Chris Leong 21 Aug 2024 17:10 UTC
2 points
1 ∶ 0
It’s not clear that scaffolding is a one-time boost vs. a whole series of boosts, so I guess I feel that the idea of “burning up” the overhang is naive.
- Owen Cotton-Barratt 21 Aug 2024 17:24 UTC
  2 points
  0 ∶ 0
  Parent
  BTW, it’s possible I’m not appreciating the strongest forms of the arguments against advancing scaffolding being good. From my perspective, if I think of it purely as “software capabilities” then there’s a generic argument against improving capabilities, which I don’t totally buy but definitely gets some weight. But when you zoom in to thinking about different types of capabilities I end up thinking scaffolding is quite robustly good. I’d be interested if you know of a zoomed-in case against scaffolding.

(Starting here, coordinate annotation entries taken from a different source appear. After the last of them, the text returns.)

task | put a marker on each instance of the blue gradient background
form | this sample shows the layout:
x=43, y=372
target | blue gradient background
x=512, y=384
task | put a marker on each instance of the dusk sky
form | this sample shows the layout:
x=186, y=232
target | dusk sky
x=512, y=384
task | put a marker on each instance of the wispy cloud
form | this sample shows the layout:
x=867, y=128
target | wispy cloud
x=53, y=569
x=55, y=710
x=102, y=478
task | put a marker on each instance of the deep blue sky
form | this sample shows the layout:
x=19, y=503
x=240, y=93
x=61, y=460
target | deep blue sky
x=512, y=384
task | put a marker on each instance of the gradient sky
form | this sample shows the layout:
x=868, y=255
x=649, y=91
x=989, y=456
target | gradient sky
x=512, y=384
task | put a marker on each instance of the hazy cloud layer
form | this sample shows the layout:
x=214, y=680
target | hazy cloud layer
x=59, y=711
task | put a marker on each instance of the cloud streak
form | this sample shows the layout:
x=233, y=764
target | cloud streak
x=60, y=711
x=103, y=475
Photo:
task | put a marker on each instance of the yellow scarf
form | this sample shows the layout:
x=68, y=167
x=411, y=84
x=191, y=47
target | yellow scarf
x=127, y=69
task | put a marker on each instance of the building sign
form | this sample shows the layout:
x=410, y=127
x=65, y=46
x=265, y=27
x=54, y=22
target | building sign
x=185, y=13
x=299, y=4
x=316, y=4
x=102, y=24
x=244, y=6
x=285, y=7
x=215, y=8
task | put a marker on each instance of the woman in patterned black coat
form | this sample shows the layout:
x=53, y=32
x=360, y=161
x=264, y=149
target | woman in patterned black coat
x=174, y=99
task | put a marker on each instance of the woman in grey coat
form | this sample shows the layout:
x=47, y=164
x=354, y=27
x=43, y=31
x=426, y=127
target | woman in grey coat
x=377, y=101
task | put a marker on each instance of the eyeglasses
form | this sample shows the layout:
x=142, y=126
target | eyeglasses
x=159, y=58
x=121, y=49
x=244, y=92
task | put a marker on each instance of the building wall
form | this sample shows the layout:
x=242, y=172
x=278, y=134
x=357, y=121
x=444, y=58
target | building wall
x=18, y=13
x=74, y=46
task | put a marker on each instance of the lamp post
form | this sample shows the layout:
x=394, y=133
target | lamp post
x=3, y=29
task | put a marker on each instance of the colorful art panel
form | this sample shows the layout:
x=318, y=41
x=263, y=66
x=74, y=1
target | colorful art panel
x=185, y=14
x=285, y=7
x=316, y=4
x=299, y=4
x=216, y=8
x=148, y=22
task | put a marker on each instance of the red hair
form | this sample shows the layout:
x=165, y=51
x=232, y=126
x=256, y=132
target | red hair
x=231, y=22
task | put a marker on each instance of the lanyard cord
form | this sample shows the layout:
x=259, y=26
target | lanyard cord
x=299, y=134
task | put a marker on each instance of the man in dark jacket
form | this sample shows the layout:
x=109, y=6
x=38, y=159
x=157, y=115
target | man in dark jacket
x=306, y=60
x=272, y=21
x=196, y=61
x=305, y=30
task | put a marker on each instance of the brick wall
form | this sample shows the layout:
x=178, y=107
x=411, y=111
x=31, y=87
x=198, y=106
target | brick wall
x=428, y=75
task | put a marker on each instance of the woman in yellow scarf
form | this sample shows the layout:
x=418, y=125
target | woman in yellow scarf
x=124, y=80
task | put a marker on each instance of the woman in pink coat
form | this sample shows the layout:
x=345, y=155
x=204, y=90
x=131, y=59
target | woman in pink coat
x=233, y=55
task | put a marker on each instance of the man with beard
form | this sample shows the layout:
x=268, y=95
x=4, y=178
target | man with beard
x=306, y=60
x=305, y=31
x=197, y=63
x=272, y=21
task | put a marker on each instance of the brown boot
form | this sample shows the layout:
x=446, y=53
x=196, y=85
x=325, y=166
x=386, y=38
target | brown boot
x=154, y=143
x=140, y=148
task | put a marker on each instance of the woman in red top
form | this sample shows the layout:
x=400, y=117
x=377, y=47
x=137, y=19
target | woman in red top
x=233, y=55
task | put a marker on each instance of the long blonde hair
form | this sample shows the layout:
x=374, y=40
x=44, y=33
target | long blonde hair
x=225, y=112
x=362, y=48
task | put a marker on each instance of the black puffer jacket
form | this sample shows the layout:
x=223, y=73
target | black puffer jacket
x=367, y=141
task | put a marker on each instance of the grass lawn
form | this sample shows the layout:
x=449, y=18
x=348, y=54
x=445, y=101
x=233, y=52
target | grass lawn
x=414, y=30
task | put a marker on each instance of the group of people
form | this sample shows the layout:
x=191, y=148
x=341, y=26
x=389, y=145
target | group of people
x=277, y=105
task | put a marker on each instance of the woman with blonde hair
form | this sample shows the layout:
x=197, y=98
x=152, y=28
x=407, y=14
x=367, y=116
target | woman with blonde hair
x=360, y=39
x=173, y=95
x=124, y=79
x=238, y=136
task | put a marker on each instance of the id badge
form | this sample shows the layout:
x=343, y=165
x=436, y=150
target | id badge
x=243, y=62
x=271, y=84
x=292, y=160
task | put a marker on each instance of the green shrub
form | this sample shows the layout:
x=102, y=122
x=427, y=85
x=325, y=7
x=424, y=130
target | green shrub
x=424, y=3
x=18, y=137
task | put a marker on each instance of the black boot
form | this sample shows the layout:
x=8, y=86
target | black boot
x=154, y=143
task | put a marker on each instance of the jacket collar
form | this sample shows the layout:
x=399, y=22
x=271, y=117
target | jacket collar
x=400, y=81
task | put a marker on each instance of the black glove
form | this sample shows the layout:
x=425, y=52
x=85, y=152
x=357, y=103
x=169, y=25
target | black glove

  - Chris Leong 21 Aug 2024 17:48 UTC
    2 points
    0 ∶ 0
    Parent
    I don’t have a “zoomed-in case”, but if I did, I think it would be unwise to share it publicly.
    - Owen Cotton-Barratt 21 Aug 2024 18:10 UTC
      2 points
      0 ∶ 0
      Parent
      That’s very surprising to me. Can you explain why publicly?
      - Chris Leong 22 Aug 2024 3:23 UTC
        2 points
        0 ∶ 0
        Parent
        Surely to be convincing, I’d have to go into detail about the best ways to scaffold such systems. And even though my knowledge is likely not at the level where this would likely have any impact, it still seems bad in principle to do things that would be bad if they were done by someone with a higher level of knowledge and competence.
        Owen Cotton-Barratt 22 Aug 2024 6:23 UTC
        2 points
        0 ∶ 0
        Parent
        Oh I see. I definitely wasn’t expecting anything that zoomed in. Rather, I was thinking maybe you had some abstract model which separated out capabilities-from-base-model from capabilities-from-scaffolding, and could explain something about the counterfactual of advancing the latter, and how it all interacted with safety.
        Chris Leong 22 Aug 2024 7:31 UTC
        2 points
        0 ∶ 0
        Parent
        Sticking to generalities, there are many ways of scaffolding models and many of them can combine and many kinds of scaffolding that don’t work at lower base model levels will work at higher base model levels. You can basically just throw anything at humans and we’ll figure out how to make it work.
        Owen Cotton-Barratt 22 Aug 2024 9:09 UTC
        3 points
        0 ∶ 0
        Parent
        I agree with this. (While noting that some forms of scaffolding will work noticeably better with humans than others will, so there are still capabilities boosts to be had for organizations of humans from e.g. procedures and best practices.)
        
        But if our plan was to align organizations of some human-like entities that we were gradually training to be smarter, I’d be very into working out how to get value out of them by putting them into organizations during the training process, as I expect we’d learn important things about organizational design in the process (and this would better position us to ensure that the eventual organizations were pretty safe).
- Owen Cotton-Barratt 21 Aug 2024 17:16 UTC
  2 points
  0 ∶ 0
  Parent
  Sure, I totally expect it to be a series of boosts, but like most domains I expect you get diminishing returns to research effort put in. So there’s a question of at-the-margin, how much of a boost-from-the-low-hanging-fruit-of-scaffolding are you leaving?